Parallelamente, il prezzo del petrolio continua a salire. Il Brent supera i 126 dollari al barile, il livello più alto dal 2022, dopo che fonti riportano la volontà dell’amministrazione Trump di mantenere il blocco all’Iran per diversi mesi. In questo contesto, Bitcoin scambia a circa 76.049 dollari, ben al di sotto del picco di ottobre 2025, mentre la capitalizzazione totale del mercato crypto si attesta a 2.540 miliardi di dollari, con una Bitcoin dominance del 59,9%.
Questi livelli pongono Bitcoin di fronte a una nuova sfida macroeconomica. Il vero dilemma è se il mercato dei tassi stia innalzando il costo del rischio più velocemente di quanto la domanda di criptovalute possa assorbirlo. Se il rendimento del 10 anni dovesse superare il 4,5%, il tetto immediato di Bitcoin potrebbe essere determinato non solo dalla domanda crypto, ma anche dal prezzo del petrolio, dall’offerta di Treasury, dai rendimenti reali e dalle operazioni di liquidità della Fed.
Il mercato si interroga: chi cede per primo?
La domanda chiave è semplice: se i bond continuano a vendere, Washington dovrà ridurre la pressione geopolitica sul petrolio o allentare i vincoli sui Treasury e sulla liquidità della Fed prima che Bitcoin possa recuperare l’appetito per il rischio?

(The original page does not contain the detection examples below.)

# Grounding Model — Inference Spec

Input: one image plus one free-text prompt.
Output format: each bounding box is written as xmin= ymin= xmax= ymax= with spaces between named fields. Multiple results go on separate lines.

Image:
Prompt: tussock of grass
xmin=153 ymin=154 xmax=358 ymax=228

I rendimenti dei Treasury come primo ostacolo
Il primo punto di pressione è rappresentato dalla curva dei Treasury nominali. Un rendimento del 10 anni intorno al 4,4% è già vicino al livello che, secondo un’analisi di CryptoSlate, potrebbe rendere più difficile il test dei 80.000 dollari per Bitcoin. Secondo lo studio pubblicato il 28 aprile, un breakout sopra il 4,35% e un avvicinamento al 4,6% potrebbero trasformare una nuova ondata di afflussi in un altro rally fallito al livello di resistenza.

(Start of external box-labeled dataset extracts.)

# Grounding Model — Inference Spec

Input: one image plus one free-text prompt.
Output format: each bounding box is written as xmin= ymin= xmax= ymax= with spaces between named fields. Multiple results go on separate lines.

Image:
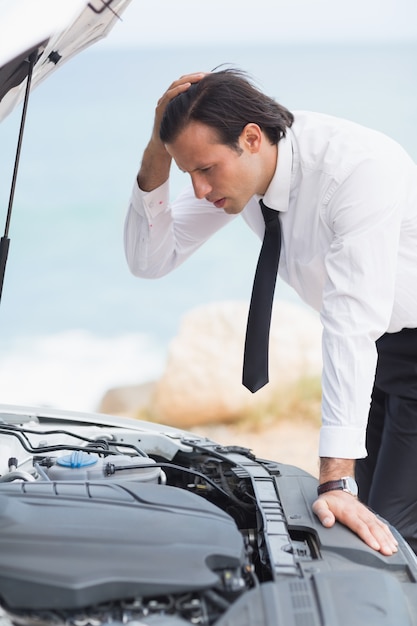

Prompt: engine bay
xmin=0 ymin=404 xmax=417 ymax=626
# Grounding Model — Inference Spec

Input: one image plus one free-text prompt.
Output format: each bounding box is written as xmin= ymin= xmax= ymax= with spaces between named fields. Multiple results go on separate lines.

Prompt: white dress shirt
xmin=125 ymin=112 xmax=417 ymax=458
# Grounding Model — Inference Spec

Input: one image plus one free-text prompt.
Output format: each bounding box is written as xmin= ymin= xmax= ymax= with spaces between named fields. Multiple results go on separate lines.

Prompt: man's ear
xmin=239 ymin=122 xmax=263 ymax=154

I dati ufficiali del 29 aprile hanno confermato questo rischio: il 10 anni era al 4,42%, il 30 anni al 4,98% e il 5 anni al 4,05%. La parte lunga della curva è quella che maggiormente riflette il rischio duration, la pressione sui mutui, i multipli delle azioni e il tasso di sconto applicato agli asset con flussi di cassa incerti e distanti. Bitcoin, privo di cedole, dividendi o utili, dipende fortemente dalla liquidità, dall’appetito per il rischio, dalla domanda di scarsità, dall’accesso agli ETF e dalla domanda di bilancio. Quando i rendimenti dei Treasury salgono, questi fattori diventano meno attraenti.
Gli investitori possono ottenere quasi il 5% alla fine lunga della curva risk-free USA, mentre Bitcoin rimane al di sotto dei massimi di inizio anno. La situazione si fa ancora più critica se si considerano i rendimenti reali. Secondo i dati pubblicati dal Tesoro USA il 29 aprile, il rendimento reale del 10 anni era al 1,96% e quello del 30 anni al 2,71%. Questi livelli influenzano direttamente il trading di Bitcoin in questo regime macroeconomico.
«Bitcoin non offre cedole, dividendi o flussi di cassa certi. Il suo caso macro dipende fortemente dalla liquidità, dall’appetito per il rischio e dalla domanda di scarsità. Quando i rendimenti dei Treasury salgono, questi fattori perdono appeal rispetto agli asset tradizionali».